Examples of the tri- or higher functional monomer include trimethylolpropane tri (meth) acrylate, pentaerythritol tri (meth) acrylate, pentaerythritol tetra (meth) acrylate, dipentaerythritol penta (meth) acrylate, and dipentaerythritol hexa (meth). ) Acrylate, tri (meth) acryloyloxyethoxytrimethylolpropane, glycerin polyglycidyl ether poly (meth) acrylate, isocyanuric acid ethylene oxide modified tri (meth) acrylate, caprolactone modified dipentaerythritol penta (meth) acrylate, caprolactone modified dipenta Erythritol hexa (meth) acrylate, caprolactone-modified pentaerythritol tri (meth) acrylate, cap Lactone modified pentaerythritol tetra (meth) acrylate, ethylene oxide modified dipentaerythritol penta (meth) acrylate, ethylene oxide modified dipentaerythritol hexa (meth) acrylate, ethylene oxide modified pentaerythritol tri (meth) acrylate, ethylene oxide modified pentaerythritol Examples include tetra (meth) acrylate and ethoxylated glycerin triacrylate.
The photopolymerizable compound (B) may be used alone or in combination of two or more.

  In the present invention, the photopolymerizable compound (B) preferably contains a photopolymerizable compound (B1) containing a proton-accepting group in terms of adhesive strength.
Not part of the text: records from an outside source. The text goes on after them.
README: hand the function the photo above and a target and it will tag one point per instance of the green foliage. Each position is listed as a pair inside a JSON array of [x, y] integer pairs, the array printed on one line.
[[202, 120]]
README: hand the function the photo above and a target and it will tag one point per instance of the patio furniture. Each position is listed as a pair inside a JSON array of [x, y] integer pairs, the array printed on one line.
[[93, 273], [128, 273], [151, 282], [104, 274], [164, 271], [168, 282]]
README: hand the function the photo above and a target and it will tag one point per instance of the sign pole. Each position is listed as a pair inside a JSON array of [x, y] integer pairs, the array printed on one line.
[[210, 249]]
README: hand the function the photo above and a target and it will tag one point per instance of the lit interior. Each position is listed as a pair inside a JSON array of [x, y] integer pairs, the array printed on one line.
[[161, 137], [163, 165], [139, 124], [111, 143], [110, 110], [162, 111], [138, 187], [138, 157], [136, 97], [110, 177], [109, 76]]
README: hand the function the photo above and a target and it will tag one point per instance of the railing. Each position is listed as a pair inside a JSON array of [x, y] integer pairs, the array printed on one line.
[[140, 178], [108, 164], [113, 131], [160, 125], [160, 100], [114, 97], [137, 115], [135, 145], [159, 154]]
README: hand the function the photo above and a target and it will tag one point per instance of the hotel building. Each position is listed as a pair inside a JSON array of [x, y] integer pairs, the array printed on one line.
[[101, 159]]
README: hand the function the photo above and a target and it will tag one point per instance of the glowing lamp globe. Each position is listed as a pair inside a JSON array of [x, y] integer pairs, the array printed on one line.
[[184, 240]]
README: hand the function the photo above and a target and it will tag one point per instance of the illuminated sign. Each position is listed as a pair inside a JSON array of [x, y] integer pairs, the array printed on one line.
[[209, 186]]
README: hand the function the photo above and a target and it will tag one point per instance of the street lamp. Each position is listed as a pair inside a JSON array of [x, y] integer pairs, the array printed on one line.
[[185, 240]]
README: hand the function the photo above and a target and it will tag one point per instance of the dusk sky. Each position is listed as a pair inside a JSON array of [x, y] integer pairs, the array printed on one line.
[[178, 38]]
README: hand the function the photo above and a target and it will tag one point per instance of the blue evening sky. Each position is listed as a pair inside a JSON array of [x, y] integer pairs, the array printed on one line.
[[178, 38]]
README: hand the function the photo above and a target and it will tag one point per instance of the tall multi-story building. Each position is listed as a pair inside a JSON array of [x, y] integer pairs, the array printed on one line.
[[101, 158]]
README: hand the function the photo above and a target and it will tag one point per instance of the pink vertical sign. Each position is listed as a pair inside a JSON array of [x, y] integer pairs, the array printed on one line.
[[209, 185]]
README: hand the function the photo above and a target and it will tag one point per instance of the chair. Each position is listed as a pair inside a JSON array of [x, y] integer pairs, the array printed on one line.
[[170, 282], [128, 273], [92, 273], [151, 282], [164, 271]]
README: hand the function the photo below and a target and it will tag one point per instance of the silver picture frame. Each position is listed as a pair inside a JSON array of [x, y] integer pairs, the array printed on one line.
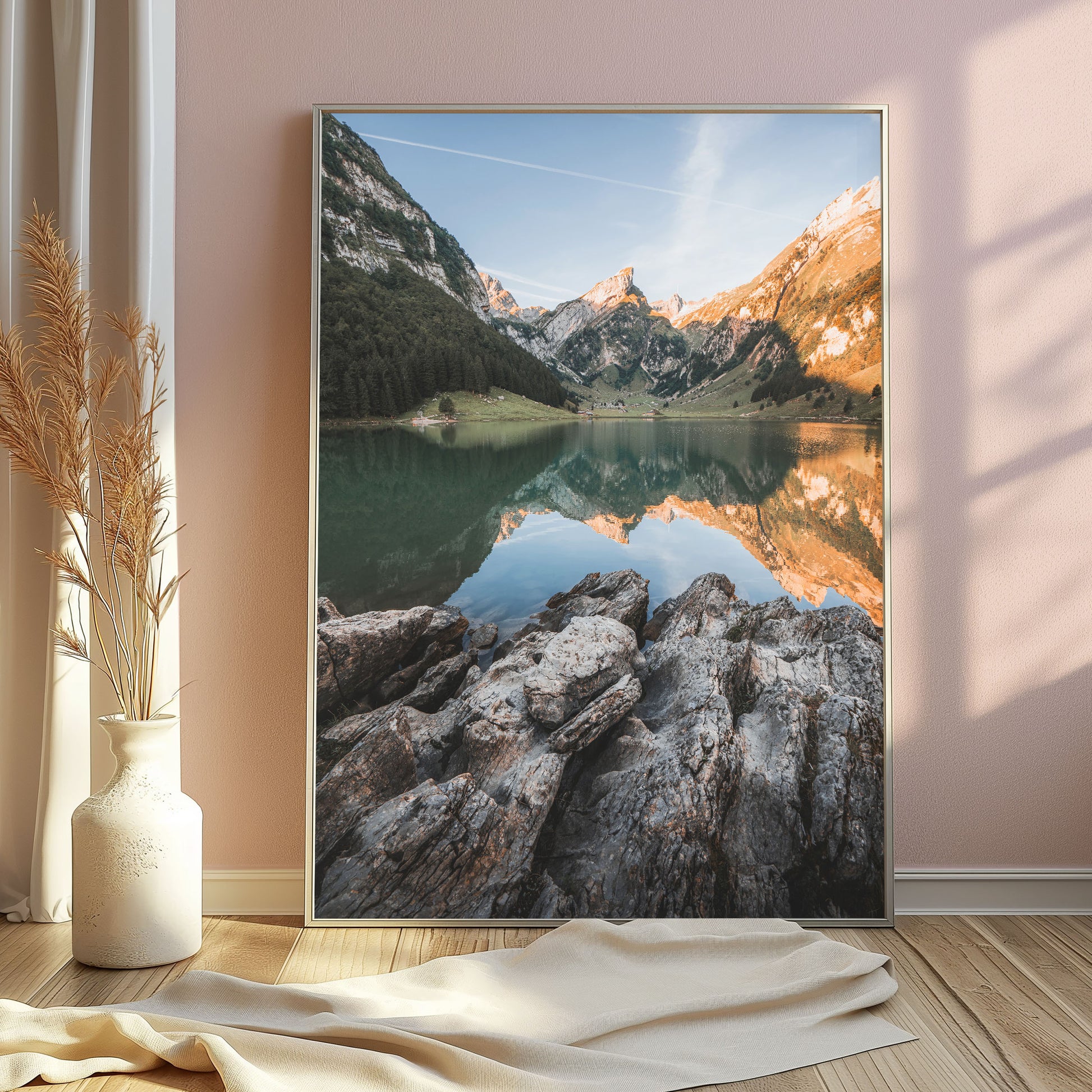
[[318, 111]]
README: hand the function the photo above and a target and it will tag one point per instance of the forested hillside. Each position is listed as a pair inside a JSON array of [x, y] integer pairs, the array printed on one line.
[[391, 340]]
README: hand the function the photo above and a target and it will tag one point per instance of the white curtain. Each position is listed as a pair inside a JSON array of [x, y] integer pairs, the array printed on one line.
[[86, 129]]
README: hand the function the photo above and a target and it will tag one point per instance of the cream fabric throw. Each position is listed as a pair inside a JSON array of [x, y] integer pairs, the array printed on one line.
[[644, 1007]]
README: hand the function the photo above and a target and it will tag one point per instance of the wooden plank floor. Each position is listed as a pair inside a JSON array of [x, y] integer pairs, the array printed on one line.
[[998, 1004]]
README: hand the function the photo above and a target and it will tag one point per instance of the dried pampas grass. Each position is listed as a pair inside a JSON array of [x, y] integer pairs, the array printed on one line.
[[80, 420]]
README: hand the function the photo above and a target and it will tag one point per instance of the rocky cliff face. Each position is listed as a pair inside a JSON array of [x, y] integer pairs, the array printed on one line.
[[503, 304], [814, 309], [816, 306], [733, 767], [760, 300], [370, 221]]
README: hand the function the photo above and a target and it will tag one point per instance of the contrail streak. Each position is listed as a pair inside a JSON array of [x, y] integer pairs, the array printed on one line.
[[568, 293], [578, 174]]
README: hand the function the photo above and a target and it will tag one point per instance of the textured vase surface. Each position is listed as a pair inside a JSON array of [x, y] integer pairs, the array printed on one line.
[[137, 855]]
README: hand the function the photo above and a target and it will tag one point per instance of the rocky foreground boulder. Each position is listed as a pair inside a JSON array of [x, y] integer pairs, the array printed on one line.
[[733, 767]]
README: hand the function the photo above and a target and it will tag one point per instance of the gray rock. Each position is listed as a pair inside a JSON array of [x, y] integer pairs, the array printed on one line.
[[744, 778], [600, 714], [439, 683], [765, 833], [484, 636], [356, 653], [380, 766], [442, 851], [327, 611], [659, 620], [435, 737], [336, 738], [623, 595], [401, 683], [584, 660], [446, 627]]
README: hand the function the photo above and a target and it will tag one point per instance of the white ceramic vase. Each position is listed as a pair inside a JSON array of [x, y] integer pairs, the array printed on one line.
[[137, 855]]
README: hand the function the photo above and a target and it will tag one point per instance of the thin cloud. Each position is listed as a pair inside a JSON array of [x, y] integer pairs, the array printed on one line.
[[568, 293], [578, 174]]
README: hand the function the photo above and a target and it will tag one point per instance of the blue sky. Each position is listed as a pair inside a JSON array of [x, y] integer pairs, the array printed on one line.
[[696, 203]]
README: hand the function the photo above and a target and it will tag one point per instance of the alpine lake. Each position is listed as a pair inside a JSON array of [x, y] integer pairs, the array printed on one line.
[[495, 518]]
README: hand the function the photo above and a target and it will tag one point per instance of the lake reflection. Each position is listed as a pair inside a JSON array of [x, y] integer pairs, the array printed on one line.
[[496, 518]]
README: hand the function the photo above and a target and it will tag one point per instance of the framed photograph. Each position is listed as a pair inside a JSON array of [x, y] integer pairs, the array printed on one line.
[[600, 594]]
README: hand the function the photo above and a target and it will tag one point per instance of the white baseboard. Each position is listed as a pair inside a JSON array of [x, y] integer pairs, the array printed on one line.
[[254, 891], [916, 891], [993, 891]]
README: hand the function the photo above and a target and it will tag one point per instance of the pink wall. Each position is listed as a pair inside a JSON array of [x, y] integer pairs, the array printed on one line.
[[990, 382]]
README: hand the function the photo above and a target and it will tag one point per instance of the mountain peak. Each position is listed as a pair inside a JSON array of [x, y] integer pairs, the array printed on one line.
[[503, 303], [848, 205], [612, 291]]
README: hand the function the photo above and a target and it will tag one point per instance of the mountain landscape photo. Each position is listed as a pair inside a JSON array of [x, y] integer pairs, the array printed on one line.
[[601, 572]]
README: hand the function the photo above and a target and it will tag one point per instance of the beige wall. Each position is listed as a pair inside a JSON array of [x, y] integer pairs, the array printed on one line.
[[990, 379]]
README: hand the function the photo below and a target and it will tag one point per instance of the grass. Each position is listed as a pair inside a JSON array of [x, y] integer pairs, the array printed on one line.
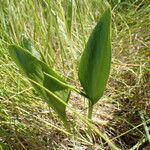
[[59, 30]]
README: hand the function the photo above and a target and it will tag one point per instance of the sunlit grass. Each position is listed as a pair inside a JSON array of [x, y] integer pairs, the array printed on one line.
[[27, 123]]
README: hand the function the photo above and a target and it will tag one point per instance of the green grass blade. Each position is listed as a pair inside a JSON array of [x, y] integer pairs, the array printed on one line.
[[39, 72]]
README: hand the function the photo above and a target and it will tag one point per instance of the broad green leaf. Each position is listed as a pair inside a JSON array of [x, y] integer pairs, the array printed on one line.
[[95, 61], [40, 73]]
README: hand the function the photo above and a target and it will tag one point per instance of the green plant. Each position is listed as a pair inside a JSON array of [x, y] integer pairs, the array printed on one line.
[[93, 73]]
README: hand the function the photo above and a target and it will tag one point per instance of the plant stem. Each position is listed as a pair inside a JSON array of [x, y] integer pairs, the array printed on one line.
[[90, 110]]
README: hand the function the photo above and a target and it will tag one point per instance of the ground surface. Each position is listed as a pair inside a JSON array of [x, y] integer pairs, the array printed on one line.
[[123, 114]]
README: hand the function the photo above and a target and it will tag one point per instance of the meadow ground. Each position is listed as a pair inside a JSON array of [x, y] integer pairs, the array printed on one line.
[[59, 30]]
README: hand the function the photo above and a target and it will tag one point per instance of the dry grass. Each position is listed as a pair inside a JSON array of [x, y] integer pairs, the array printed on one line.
[[26, 123]]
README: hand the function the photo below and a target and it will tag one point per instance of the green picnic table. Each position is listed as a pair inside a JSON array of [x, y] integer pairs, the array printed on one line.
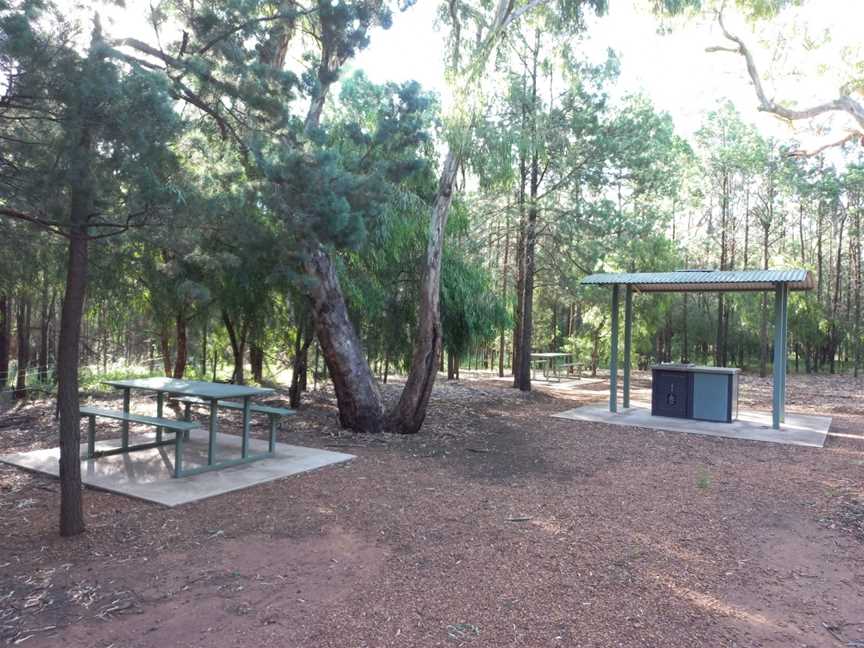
[[212, 393], [551, 363]]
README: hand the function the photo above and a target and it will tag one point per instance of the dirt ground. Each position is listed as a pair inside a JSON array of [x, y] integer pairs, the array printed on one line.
[[496, 526]]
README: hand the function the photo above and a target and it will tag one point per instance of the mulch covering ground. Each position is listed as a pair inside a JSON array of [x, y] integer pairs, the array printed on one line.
[[496, 526]]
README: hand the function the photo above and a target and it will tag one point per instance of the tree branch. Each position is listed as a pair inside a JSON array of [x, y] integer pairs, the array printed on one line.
[[52, 226], [843, 103]]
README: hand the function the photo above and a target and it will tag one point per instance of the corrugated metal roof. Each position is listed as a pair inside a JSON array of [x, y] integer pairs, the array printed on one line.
[[706, 280]]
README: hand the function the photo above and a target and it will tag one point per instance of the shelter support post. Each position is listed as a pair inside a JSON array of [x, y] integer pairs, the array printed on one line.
[[628, 342], [781, 295], [613, 353]]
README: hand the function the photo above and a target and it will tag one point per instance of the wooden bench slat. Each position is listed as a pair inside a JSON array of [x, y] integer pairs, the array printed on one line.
[[254, 407], [171, 424]]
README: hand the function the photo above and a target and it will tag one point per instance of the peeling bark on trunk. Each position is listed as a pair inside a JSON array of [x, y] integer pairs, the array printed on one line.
[[357, 395], [410, 411]]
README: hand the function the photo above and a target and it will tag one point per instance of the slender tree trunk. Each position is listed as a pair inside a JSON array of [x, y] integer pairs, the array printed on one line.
[[256, 362], [22, 332], [238, 348], [858, 277], [504, 272], [5, 339], [410, 411], [22, 324], [165, 348], [81, 206], [300, 363], [526, 296], [204, 346], [182, 346]]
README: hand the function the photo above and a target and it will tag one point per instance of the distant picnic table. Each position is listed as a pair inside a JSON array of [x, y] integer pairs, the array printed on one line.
[[551, 362], [189, 392]]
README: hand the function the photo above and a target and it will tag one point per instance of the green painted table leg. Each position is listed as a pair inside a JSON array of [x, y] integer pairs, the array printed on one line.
[[124, 428], [178, 454], [160, 403], [214, 428], [273, 421], [613, 353], [91, 436], [244, 446], [187, 416]]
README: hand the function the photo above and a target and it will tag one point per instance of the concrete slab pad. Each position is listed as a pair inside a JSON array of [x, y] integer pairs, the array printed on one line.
[[799, 429], [146, 474]]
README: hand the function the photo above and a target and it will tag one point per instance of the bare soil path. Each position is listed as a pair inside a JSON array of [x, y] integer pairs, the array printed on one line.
[[496, 526]]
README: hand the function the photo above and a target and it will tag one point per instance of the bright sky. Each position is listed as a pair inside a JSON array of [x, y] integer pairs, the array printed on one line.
[[673, 69]]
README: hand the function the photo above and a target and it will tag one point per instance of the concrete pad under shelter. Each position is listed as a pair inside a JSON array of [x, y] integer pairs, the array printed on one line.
[[147, 474], [799, 429]]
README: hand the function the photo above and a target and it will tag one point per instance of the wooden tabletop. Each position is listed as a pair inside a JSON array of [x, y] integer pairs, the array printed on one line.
[[190, 387]]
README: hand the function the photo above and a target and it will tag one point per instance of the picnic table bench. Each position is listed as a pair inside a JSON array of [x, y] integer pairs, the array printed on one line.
[[179, 428], [550, 364], [274, 414]]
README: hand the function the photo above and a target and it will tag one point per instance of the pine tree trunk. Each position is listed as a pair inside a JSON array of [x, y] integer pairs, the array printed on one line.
[[5, 339], [410, 411], [47, 314], [526, 295], [68, 344], [238, 348], [256, 362], [165, 347], [22, 325], [504, 271]]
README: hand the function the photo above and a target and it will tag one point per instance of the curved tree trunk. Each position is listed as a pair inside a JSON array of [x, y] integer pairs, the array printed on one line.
[[357, 395], [408, 415]]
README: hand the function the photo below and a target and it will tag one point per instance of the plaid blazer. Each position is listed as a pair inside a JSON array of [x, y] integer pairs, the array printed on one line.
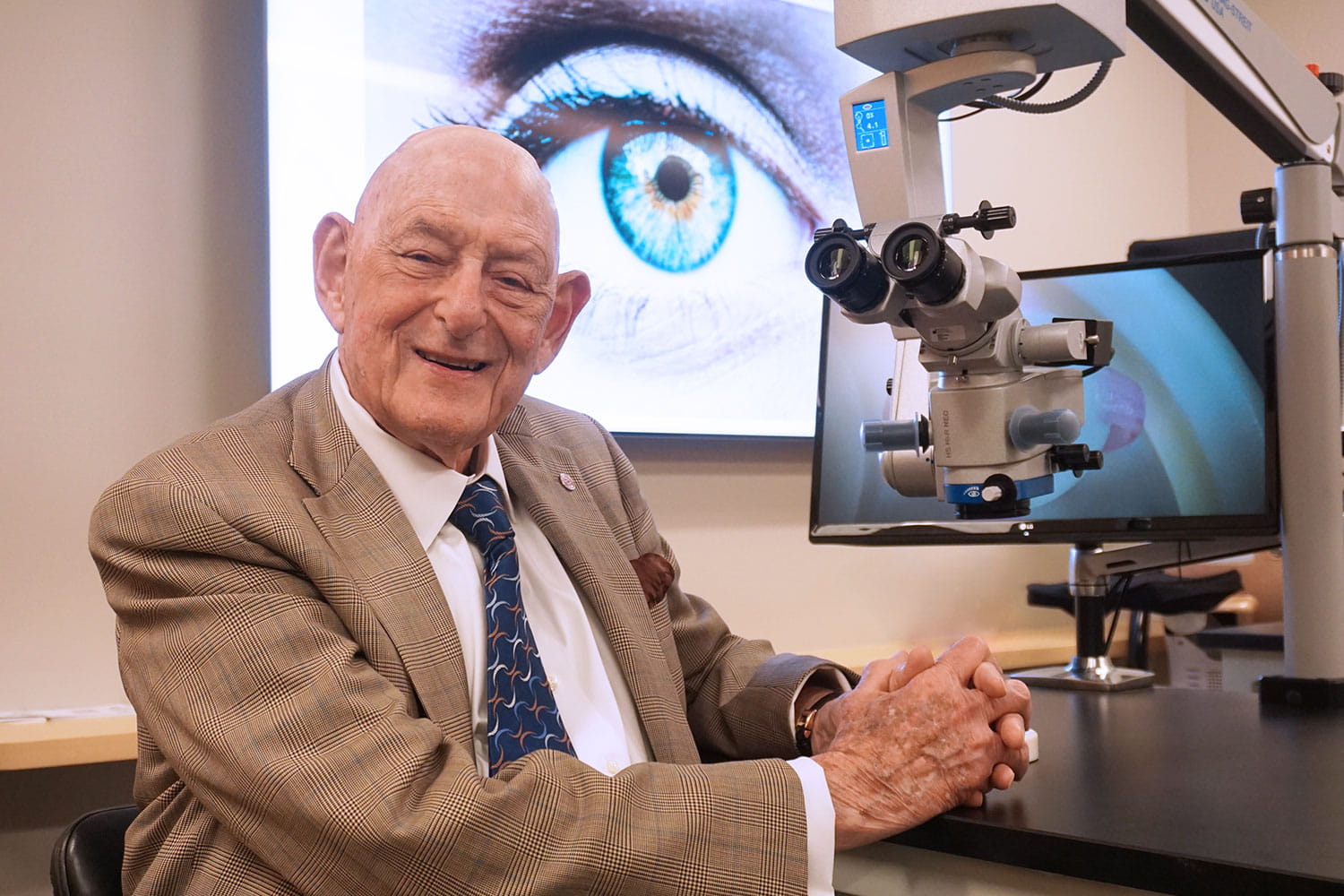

Furthermore, the photopolymerizable compound (B1) containing a proton-accepting group is preferably a photopolymerizable compound containing a nitrogen atom in terms of compatibility, and in particular, a photopolymerizable compound containing an amide group. It is preferable that it is a compound represented by the following general formula (1).

[Chemical formula 1]
^{_{CH 2 = C (R 1)}} -CONR 2 (R 3) ··· (1)
(In Formula (1), R ¹ represents a hydrogen atom or a methyl group, and R ² represents a hydrogen atom or a linear or branched alkyl group having 1 to 4 carbon atoms which may have a substituent. , R ³ represents a hydrogen atom or a linear or branched alkyl group having 1 to 4 carbon atoms, or R ² and R ³ may be bonded to each other and contain an oxygen atom. A member ring may be formed, provided that R ² and R ³ are not hydrogen atoms at the same time.)

  Examples of the compound represented by the general formula (1) include N-methyl (meth) acrylamide, N, N-dimethyl (meth) acrylamide, N, N-diethyl (meth) acrylamide, and N-isopropyl (meth). Acrylamide, N-butyl (meth) acrylamide, N-hexyl (meth) acrylamide, N-methylol (meth) acrylamide, N-methylol-N-propane (meth) acrylamide, aminomethyl (meth) acrylamide, aminoethyl (meth) Examples include acrylamide, mercaptomethyl (meth) acrylamide, mercaptoethyl (meth) acrylamide, N-acryloylmorpholine, N-acryloylpiperidine, N-methacryloylpiperidine, N-acryloylpyrrolidine and the like. Acrylamide, dialkyl acrylamide such as diethyl acrylamide, cyclic amino acrylates such as N- acryloyl morpholine. Most preferred is dimethylacrylamide.

  In the present invention, the content (weight ratio) of the photopolymerizable compound (B1) containing a proton-accepting group in the photopolymerizable compound (B) is preferably 20 to 100% by weight, particularly 25 to 25%. It is preferably 98% by weight, more preferably 30 to 95% by weight. If the content ratio of the photopolymerizable compound (B1) containing such a proton-accepting group is too low, the adhesive strength between the base sheets tends to be low.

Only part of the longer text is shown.